The fragment processor cannot perform a direct scatter operation because the location of each fragment on the grid is fixed at the time of the fragment's creation and cannot be altered by the programmer. However, a logical scatter operation may sometimes be recast or implemented with another gather step. A scatter implementation would first emit both an output value and an output address. An immediately following gather operation uses address comparisons to see whether the output value maps to the current output slot.

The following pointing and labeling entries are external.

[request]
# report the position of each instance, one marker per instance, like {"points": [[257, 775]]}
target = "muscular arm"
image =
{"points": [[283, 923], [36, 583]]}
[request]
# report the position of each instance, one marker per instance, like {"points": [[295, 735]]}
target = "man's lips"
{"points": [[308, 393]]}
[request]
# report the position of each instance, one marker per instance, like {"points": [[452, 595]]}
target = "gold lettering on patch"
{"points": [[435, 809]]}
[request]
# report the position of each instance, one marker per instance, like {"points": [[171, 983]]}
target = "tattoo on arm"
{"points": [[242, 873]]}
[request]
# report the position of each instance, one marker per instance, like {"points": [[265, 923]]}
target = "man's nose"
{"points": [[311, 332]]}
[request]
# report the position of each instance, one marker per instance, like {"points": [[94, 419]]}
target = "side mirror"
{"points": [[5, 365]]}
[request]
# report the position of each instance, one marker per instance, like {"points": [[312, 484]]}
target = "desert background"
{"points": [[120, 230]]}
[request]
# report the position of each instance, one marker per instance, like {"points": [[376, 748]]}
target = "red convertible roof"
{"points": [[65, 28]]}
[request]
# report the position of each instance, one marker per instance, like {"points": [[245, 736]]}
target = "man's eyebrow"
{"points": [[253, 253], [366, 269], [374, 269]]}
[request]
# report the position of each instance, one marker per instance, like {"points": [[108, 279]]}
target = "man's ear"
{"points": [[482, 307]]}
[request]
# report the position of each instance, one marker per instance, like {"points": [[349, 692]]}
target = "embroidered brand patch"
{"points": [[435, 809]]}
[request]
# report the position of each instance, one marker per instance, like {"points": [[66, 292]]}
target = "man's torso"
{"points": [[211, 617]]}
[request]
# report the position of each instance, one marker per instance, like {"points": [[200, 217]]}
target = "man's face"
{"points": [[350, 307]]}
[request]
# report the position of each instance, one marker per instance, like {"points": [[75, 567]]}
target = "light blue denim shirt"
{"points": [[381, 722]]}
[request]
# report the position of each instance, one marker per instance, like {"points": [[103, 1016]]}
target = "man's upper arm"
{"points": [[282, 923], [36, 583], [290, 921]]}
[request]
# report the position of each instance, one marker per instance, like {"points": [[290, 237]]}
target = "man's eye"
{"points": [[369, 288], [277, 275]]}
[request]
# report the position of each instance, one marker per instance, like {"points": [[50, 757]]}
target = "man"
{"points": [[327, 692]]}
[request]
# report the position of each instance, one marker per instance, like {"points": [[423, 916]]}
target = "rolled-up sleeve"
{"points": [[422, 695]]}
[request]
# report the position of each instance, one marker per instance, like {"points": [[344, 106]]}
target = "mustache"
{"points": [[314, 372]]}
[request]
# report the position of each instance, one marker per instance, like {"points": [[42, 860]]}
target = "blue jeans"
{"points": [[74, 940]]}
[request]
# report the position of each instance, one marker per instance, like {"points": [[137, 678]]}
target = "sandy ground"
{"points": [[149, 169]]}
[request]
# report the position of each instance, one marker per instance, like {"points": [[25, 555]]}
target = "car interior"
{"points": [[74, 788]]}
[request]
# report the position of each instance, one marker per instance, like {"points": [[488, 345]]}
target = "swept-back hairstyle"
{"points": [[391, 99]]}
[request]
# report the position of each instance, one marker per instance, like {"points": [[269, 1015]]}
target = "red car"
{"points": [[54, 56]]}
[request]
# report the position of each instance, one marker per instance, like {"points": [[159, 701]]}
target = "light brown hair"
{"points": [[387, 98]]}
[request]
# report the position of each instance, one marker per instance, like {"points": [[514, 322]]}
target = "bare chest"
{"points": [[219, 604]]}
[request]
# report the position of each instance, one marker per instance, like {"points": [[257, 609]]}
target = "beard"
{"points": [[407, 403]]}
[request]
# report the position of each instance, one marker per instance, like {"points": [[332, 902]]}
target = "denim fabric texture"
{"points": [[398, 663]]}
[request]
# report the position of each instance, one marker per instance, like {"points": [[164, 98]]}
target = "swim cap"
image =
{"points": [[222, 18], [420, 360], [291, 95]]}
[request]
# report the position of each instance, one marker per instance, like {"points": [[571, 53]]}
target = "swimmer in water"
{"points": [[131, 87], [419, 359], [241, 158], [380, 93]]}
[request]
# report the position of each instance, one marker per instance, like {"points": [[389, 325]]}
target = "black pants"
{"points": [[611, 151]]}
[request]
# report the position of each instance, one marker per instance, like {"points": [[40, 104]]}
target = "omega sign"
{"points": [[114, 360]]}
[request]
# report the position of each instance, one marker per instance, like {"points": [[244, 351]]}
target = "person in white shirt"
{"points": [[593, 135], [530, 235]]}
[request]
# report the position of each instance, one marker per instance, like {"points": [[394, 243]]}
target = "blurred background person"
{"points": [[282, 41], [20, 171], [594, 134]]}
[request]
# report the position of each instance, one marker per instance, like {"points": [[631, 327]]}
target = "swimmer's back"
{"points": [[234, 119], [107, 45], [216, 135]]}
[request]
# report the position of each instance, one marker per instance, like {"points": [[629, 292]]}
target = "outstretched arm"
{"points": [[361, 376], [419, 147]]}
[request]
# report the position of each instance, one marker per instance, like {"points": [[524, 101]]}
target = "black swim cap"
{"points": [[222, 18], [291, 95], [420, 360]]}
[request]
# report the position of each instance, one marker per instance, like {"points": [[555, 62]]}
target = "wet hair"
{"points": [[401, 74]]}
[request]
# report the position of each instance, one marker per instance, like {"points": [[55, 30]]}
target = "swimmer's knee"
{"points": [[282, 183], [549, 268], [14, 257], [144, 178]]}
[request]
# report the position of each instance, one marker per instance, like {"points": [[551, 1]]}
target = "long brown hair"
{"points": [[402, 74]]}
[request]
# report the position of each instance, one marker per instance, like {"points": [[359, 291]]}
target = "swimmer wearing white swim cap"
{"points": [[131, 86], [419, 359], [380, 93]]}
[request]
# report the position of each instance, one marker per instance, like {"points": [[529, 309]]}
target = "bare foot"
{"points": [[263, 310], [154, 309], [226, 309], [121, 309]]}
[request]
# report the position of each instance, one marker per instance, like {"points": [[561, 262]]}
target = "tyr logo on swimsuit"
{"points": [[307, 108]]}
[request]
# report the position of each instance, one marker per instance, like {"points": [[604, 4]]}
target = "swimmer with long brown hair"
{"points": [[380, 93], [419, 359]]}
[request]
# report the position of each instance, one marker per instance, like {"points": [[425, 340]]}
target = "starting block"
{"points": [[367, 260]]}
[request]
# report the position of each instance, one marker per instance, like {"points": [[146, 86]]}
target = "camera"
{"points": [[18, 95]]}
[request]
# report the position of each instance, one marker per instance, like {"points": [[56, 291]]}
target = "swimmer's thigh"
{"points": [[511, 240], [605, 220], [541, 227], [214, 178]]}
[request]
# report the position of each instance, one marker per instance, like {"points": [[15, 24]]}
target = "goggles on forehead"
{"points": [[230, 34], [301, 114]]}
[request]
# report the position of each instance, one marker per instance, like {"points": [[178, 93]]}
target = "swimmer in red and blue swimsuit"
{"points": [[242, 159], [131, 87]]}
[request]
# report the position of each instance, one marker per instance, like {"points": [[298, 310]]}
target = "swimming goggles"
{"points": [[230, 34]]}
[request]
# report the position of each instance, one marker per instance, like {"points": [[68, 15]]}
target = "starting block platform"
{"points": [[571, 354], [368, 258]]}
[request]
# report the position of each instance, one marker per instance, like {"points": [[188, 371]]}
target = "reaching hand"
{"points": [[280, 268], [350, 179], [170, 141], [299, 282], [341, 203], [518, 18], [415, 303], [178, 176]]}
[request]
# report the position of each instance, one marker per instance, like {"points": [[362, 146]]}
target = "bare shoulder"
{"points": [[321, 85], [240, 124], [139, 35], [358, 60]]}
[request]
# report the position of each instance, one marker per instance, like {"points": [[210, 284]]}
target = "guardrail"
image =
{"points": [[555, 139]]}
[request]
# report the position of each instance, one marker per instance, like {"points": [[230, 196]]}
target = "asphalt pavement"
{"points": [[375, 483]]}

In dedicated compute kernels, scatter can be performed by indexed writes.
- Gather
Gather is the reverse of scatter, after scatter reorders elements according to a map, gather can restore the order of the elements according to the map scatter used. In dedicated compute kernels, gather may be performed by indexed reads. In other shaders, it is performed with texture-lookups.
- Sort
The sort operation transforms an unordered set of elements into an ordered set of elements. The most common implementation on GPUs is using radix sort for integer and floating point data and coarse-grained merge sort and fine-grained sorting networks for general comparable data.
- Search
The search operation allows the programmer to find a given element within the stream, or possibly find neighbors of a specified element. The GPU is not used to speed up the search for an individual element, but instead is used to run multiple searches in parallel.[citation needed] Mostly the search method used is binary search on sorted elements.